Nonostante l’impegno, questa campagna governativa è destinata nel medio-lungo periodo a fallire; ormai gli scenari a livello mondiale puntano, in modo ormai irreversibile, verso modelli decentrati e basati sulle fonti rinnovabili. Queste resistenze lobbystiche potranno tuttavia provocare molti danni alla nostra economia, non solo in termini di occupati persi, ma anche e soprattutto per il mancato aggancio delle nostre comunità alla green economy che si sta affermando nel settore dell’energia. Rischiamo così, a causa di scelte tutt’altro che trasparenti, di prolungare l’agonia di fonti obsolete ed inquinanti, come quelle fossili; ma anche di perpetuare per le tecnologie rinnovabili, delle cui fonti siamo peraltro così ricchi, la stessa dipendenza dall’estero che abbiamo sofferto per decenni nelle tecnologie legate al petrolio.

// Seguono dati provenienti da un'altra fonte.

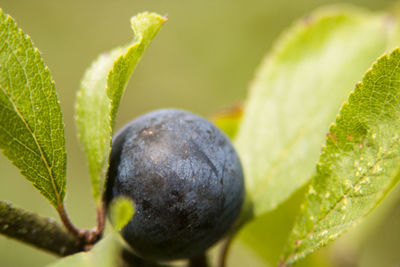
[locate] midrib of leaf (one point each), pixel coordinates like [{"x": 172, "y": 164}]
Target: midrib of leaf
[
  {"x": 105, "y": 81},
  {"x": 263, "y": 178},
  {"x": 358, "y": 165},
  {"x": 25, "y": 77}
]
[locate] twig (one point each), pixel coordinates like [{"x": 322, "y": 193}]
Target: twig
[
  {"x": 224, "y": 251},
  {"x": 41, "y": 232}
]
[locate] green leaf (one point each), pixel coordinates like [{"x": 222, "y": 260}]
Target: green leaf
[
  {"x": 121, "y": 212},
  {"x": 106, "y": 253},
  {"x": 101, "y": 90},
  {"x": 359, "y": 163},
  {"x": 296, "y": 94},
  {"x": 228, "y": 120},
  {"x": 31, "y": 124}
]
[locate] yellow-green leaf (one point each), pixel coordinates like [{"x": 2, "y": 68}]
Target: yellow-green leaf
[
  {"x": 359, "y": 164},
  {"x": 121, "y": 212},
  {"x": 101, "y": 90},
  {"x": 31, "y": 124},
  {"x": 297, "y": 93}
]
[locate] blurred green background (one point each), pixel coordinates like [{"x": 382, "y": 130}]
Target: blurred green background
[{"x": 202, "y": 60}]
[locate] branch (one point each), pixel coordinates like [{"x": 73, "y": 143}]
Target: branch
[
  {"x": 41, "y": 232},
  {"x": 199, "y": 261}
]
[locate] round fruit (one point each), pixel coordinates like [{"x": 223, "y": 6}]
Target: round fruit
[{"x": 185, "y": 179}]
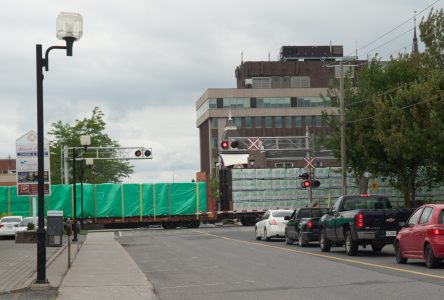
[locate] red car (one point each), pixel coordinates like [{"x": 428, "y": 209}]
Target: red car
[{"x": 423, "y": 236}]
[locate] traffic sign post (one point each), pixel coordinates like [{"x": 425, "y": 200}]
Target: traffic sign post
[{"x": 27, "y": 166}]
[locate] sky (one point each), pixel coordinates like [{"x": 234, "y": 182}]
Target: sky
[{"x": 145, "y": 63}]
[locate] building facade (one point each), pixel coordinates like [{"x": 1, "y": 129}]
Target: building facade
[{"x": 284, "y": 98}]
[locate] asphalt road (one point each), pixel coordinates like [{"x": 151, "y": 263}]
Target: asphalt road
[{"x": 228, "y": 263}]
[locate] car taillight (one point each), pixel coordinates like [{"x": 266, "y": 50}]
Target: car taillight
[
  {"x": 360, "y": 221},
  {"x": 310, "y": 224},
  {"x": 438, "y": 230}
]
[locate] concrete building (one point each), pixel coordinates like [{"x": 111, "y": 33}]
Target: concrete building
[
  {"x": 282, "y": 98},
  {"x": 7, "y": 172}
]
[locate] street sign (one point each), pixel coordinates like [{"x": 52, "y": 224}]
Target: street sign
[
  {"x": 309, "y": 162},
  {"x": 27, "y": 165}
]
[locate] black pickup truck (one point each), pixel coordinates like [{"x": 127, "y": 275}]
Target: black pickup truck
[
  {"x": 303, "y": 225},
  {"x": 361, "y": 220}
]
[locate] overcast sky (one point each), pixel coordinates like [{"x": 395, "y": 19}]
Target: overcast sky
[{"x": 144, "y": 63}]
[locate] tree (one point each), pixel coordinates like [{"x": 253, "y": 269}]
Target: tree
[{"x": 102, "y": 171}]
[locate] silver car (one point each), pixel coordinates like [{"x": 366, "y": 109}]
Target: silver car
[{"x": 272, "y": 224}]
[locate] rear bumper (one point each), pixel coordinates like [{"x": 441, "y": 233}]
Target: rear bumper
[
  {"x": 310, "y": 236},
  {"x": 378, "y": 236}
]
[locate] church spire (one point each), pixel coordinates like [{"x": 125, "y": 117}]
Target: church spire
[{"x": 415, "y": 40}]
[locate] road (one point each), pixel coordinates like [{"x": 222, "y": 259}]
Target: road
[{"x": 228, "y": 263}]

Così, mentre anche gli arabi ricchissimi di petrolio realizzano megaimpianti fotovoltaici e termodinamici, noi rischiamo di devastare ampie aree marine e terrestri per ricavare una fonte energetica che darà un contributo al fabbisogni nazionali di pochi percento per un orizzonte temporale che non supererà pochi decenni!

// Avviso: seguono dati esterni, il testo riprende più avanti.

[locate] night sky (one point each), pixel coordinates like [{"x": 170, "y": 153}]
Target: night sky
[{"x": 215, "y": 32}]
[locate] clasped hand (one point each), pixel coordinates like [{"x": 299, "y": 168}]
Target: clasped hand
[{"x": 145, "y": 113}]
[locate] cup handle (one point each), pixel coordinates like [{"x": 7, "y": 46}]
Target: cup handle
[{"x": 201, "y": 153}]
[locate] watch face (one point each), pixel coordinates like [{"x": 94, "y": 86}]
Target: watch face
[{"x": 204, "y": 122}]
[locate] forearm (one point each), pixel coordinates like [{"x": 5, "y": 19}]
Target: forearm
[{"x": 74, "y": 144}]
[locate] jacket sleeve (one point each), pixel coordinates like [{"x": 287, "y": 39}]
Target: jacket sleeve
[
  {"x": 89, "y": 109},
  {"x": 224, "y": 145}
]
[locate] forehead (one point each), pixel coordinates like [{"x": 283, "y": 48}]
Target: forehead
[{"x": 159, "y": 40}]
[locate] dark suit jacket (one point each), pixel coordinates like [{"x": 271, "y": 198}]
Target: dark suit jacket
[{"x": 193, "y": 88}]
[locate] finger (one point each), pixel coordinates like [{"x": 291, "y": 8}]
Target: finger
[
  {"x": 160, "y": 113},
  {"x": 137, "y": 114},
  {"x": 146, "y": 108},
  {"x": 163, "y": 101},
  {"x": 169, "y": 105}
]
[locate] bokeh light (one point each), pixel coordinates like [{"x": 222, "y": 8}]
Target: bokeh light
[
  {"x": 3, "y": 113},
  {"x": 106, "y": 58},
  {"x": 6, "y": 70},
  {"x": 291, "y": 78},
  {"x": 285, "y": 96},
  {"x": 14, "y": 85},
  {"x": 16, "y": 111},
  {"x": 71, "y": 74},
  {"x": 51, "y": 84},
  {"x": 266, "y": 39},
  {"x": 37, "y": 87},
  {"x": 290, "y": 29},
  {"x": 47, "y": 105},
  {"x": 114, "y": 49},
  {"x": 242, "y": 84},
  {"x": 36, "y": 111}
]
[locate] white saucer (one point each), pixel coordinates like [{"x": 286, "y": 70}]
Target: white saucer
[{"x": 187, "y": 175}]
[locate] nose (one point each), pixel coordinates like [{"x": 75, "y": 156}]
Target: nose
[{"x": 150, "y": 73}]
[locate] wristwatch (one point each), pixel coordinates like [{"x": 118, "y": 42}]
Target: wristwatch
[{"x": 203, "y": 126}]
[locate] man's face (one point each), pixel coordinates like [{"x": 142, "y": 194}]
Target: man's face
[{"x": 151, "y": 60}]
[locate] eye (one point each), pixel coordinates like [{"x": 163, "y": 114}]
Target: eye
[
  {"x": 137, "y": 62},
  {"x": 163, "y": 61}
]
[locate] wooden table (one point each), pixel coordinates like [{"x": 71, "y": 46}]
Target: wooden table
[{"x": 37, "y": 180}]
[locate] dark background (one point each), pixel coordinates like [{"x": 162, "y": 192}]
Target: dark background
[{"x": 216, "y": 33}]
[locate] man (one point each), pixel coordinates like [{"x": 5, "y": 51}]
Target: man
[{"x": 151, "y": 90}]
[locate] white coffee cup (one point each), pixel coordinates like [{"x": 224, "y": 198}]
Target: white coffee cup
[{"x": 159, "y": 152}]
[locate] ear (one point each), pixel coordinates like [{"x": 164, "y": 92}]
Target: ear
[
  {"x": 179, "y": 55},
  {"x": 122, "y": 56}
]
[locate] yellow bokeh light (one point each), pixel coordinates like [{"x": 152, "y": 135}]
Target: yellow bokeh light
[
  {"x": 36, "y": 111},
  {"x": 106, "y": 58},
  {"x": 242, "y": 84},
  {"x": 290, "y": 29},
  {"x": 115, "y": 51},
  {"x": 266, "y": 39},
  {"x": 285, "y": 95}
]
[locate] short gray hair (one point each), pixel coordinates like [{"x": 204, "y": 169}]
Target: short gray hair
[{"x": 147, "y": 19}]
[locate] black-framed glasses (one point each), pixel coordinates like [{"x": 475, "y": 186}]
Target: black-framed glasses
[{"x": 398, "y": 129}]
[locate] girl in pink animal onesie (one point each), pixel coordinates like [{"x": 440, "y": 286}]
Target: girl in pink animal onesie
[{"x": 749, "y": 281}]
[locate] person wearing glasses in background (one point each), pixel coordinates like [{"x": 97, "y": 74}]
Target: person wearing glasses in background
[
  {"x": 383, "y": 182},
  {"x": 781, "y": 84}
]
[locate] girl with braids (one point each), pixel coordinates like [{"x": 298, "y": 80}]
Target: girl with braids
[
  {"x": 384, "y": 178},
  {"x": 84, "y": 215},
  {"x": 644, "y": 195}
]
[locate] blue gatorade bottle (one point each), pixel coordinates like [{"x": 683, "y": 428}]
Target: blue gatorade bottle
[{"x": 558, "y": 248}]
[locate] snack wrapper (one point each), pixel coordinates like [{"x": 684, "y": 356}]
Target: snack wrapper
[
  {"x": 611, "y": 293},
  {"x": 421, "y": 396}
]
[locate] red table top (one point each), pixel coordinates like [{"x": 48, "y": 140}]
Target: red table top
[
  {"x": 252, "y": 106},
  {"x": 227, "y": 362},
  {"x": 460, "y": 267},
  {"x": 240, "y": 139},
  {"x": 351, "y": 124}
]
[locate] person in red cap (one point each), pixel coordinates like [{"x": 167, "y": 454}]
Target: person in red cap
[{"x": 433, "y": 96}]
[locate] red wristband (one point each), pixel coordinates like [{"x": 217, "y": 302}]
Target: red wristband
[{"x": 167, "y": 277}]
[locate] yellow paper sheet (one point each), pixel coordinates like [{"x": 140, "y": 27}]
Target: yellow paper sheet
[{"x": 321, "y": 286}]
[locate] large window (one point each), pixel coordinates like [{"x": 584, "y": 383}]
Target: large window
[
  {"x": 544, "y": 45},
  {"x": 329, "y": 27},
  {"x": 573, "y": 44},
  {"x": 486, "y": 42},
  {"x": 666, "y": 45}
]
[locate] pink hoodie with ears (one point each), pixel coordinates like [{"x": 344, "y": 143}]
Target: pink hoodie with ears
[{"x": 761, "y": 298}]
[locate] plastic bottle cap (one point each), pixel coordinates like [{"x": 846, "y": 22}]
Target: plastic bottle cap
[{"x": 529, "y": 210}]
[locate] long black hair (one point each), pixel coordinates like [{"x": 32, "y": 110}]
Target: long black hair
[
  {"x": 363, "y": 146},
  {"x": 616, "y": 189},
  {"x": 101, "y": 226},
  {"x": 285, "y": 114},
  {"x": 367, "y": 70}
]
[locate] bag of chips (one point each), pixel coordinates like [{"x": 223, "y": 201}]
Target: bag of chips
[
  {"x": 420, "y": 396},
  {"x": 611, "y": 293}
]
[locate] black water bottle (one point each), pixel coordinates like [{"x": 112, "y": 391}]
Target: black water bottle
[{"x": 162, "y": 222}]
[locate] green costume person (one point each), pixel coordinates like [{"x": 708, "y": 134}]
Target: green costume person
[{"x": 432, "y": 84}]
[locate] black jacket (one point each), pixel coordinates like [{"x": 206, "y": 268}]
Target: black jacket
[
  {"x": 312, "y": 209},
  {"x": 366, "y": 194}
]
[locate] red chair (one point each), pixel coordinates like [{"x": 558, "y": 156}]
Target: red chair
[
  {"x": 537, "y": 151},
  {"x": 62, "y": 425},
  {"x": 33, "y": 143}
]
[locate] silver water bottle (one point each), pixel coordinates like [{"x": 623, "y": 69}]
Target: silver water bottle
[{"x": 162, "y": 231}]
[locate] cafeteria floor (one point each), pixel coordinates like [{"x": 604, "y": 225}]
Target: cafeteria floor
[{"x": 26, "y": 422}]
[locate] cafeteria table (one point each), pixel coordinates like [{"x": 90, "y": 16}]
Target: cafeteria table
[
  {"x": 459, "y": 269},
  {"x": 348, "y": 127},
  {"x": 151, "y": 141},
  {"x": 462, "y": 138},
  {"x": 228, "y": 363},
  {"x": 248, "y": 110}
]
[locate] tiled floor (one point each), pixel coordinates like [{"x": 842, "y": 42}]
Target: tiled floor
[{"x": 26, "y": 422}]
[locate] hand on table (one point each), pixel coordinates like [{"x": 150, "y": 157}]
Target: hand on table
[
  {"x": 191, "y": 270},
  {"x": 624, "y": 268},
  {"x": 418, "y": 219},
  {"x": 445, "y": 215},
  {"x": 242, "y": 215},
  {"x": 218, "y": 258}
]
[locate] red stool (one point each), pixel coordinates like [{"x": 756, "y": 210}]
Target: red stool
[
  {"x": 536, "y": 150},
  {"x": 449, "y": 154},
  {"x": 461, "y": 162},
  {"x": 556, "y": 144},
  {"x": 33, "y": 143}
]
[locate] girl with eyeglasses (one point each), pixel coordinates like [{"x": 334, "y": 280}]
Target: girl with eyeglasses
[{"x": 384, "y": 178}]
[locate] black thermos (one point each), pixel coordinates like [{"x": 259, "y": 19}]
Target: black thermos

Il futuro in ogni caso, in linea con le più recenti direttive comunitarie e le previsioni dei più autorevoli centri di ricerca, sarà caratterizzato dalla produzione diffusa da fonti rinnovabili, che arriveranno a coprire la gran parte dei fabbisogni, relegando le fonti fossili ad un ruolo residuale. I nostri grandi enti energetici, soprattutto quelli che oggi occupano posizioni dominanti, dovranno accettare questa realtà ed evolversi in questa direzione, offrendo servizi e non solo energia, peraltro ai prezzi tra i più alti d’Europa. Non si tratta solo di seguire i principi dell’ecologia o di combattere i cambiamenti climatici, ma di attenersi a basilari regole del libero mercato. Molti istituti finanziari hanno studiato in Europa i rischi finanziari degli investimenti nel settore delle fonti fossili. La Standard Life, un fondo previdenziale inglese che gestisce 250 miliardi di sterline per conto di cinque milioni di risparmiatori, ha scoperto che possedere quote azionarie dei colossi di carbone e petrolio è uno dei rischi maggiori per gli investitori.

Basteranno questi segnali al nostro Governo per cambiare rotta?